For Canadians, the ability to legally express opposing viewpoints is an essential part of what makes us free citizens.
For over a year, the freedom to dissent has been embraced in Alberta, with the most vivid example on the right being the yellow-vest movement which has criticized both the former Albertan NDP Notley government and the federal Liberal government for their handling of, most notably, the economy and immigration.
The people with these opposing viewpoints, although not uniformly embraced, have been granted the freedom to express their viewpoints on street corners, on the internet and in traditional media whenever and as often as they have wished.
Recently, more Albertans have taken to the streets — only this time it was teenagers, who on May 3rd left their high school classes in protest to show their support for gay-straight alliance (GSA) legislation which was put in place by the former Notley NDP government, which — amongst other things — prevents teachers from being able to inform parents whether their children has joined a GSA.

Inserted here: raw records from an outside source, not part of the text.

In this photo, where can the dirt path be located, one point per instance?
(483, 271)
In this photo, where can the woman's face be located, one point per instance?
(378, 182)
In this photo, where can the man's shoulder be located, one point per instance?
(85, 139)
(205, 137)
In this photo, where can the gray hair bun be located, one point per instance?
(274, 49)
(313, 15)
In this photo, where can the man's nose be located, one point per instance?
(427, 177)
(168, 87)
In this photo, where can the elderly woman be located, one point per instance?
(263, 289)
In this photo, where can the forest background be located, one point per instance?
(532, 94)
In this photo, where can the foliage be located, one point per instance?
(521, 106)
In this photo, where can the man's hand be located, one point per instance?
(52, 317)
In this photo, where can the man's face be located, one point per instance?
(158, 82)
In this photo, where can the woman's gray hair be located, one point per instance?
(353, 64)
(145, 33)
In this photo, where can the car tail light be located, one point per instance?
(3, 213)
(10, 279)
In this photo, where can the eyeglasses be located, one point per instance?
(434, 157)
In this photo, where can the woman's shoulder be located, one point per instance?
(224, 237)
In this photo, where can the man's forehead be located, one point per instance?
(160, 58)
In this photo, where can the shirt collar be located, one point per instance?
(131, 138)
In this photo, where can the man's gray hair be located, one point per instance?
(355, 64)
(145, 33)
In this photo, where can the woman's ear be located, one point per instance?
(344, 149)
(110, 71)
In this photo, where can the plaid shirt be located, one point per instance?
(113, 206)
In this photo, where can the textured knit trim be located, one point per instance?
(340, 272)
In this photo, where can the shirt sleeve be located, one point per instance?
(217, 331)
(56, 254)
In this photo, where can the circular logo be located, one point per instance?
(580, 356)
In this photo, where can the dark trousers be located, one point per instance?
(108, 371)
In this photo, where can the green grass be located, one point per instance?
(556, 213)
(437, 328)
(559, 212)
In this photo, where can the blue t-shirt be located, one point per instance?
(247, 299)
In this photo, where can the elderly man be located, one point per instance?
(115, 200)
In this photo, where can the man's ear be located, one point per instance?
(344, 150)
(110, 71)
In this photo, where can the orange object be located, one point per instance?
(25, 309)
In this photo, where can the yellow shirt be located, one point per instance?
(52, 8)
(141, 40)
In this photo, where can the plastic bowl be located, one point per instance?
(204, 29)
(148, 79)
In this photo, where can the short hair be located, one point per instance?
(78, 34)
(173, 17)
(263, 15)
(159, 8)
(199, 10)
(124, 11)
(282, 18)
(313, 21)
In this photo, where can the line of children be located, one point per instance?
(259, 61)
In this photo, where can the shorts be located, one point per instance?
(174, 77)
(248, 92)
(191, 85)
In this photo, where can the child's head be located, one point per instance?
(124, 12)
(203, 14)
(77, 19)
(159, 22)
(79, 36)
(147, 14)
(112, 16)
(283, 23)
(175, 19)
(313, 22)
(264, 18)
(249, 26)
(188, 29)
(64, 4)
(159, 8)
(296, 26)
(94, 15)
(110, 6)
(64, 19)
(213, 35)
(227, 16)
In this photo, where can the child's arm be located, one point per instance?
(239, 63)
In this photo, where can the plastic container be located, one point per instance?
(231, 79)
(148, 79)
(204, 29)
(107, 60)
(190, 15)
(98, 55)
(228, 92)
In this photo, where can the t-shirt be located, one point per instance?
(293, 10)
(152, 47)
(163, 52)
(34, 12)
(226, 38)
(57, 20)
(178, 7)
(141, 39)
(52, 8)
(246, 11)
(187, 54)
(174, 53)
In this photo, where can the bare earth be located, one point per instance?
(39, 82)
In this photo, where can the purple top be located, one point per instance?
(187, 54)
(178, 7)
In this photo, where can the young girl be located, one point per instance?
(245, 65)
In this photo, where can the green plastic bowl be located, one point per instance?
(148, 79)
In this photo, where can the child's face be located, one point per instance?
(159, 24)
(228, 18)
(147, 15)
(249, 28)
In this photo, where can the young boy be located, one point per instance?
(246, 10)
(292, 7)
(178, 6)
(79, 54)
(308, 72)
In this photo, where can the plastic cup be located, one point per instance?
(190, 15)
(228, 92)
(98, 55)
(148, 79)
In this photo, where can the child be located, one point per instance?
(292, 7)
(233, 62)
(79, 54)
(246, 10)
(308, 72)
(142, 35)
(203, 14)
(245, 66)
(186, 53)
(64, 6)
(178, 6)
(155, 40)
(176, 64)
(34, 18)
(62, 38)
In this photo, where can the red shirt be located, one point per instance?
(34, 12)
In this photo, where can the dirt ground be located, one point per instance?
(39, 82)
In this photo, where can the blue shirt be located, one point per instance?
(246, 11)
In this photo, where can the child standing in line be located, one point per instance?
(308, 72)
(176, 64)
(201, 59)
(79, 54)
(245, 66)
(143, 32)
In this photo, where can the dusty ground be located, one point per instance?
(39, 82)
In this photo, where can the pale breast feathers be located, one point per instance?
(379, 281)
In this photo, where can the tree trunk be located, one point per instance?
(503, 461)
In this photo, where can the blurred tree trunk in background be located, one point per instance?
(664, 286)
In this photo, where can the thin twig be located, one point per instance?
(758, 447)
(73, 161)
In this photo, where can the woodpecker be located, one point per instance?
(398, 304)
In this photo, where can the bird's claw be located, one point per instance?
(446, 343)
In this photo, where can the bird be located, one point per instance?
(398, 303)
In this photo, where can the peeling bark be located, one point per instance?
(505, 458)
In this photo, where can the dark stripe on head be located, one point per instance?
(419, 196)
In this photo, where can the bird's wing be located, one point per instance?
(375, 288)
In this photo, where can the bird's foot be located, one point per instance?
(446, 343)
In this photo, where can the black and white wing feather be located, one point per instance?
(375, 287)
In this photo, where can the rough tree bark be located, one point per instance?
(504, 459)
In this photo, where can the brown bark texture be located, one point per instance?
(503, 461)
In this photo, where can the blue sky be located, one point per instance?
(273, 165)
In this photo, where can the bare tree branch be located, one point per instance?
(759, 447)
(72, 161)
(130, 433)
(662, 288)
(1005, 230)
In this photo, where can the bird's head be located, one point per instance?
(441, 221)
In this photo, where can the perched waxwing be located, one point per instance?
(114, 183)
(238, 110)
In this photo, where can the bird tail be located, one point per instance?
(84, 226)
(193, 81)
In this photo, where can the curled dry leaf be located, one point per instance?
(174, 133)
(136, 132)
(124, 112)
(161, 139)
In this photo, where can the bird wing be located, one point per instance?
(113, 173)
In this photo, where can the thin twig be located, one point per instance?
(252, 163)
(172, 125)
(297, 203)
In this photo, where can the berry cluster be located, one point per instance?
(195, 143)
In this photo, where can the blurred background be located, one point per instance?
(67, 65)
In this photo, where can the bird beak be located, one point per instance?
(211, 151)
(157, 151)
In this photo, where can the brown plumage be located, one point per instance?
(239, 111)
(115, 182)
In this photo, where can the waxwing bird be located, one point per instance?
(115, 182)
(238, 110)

New Alberta UCP Premier Jason Kenney has publicly supported the right for GSAs to exist, but has shown opposition to the issue of teachers being unable to inform parents — an issue he believes goes against parental rights.
Regarding the protest on May 3rd, Kenney said, “It’s great to see young people taking an active interest in issues. I’d suggest better for them to do rallies or protests after school hours and not during them. We want to make sure young people are actually learning in class instead of doing politics.”
While Kenney’s request for social order during school hours likely follows most school guidelines, a protest outside of school hours would fail to be as effective for underage students in favour of the current GSA legislation who are looking to get their message across without the ability to vote.
Kenney with these comments did, however, recognize the right for people living in a free society to express their views – something many in opposition to the student protest did not.
Indeed, many criticized the movement for being a means for high school students to get out of class. No doubt, as there is in every movement, there was likely a few students that looked to capitalize on a opportunity but the fact remains that hundreds of students across the province held an opposing view and felt the need to express that view in the only means they had at their disposal.
What is important for us living in a free democracy is to recognize the right for these students — and the members of any other law-abiding, non-violent group — to express their views freely without the threat of coercion or violence.
Free citizens have the right to express themselves outside of the ballot box and any threat to that right is a threat to everyone’s freedom.
In essence, you don’t have to agree with what someone’s protesting to defend their right to do so.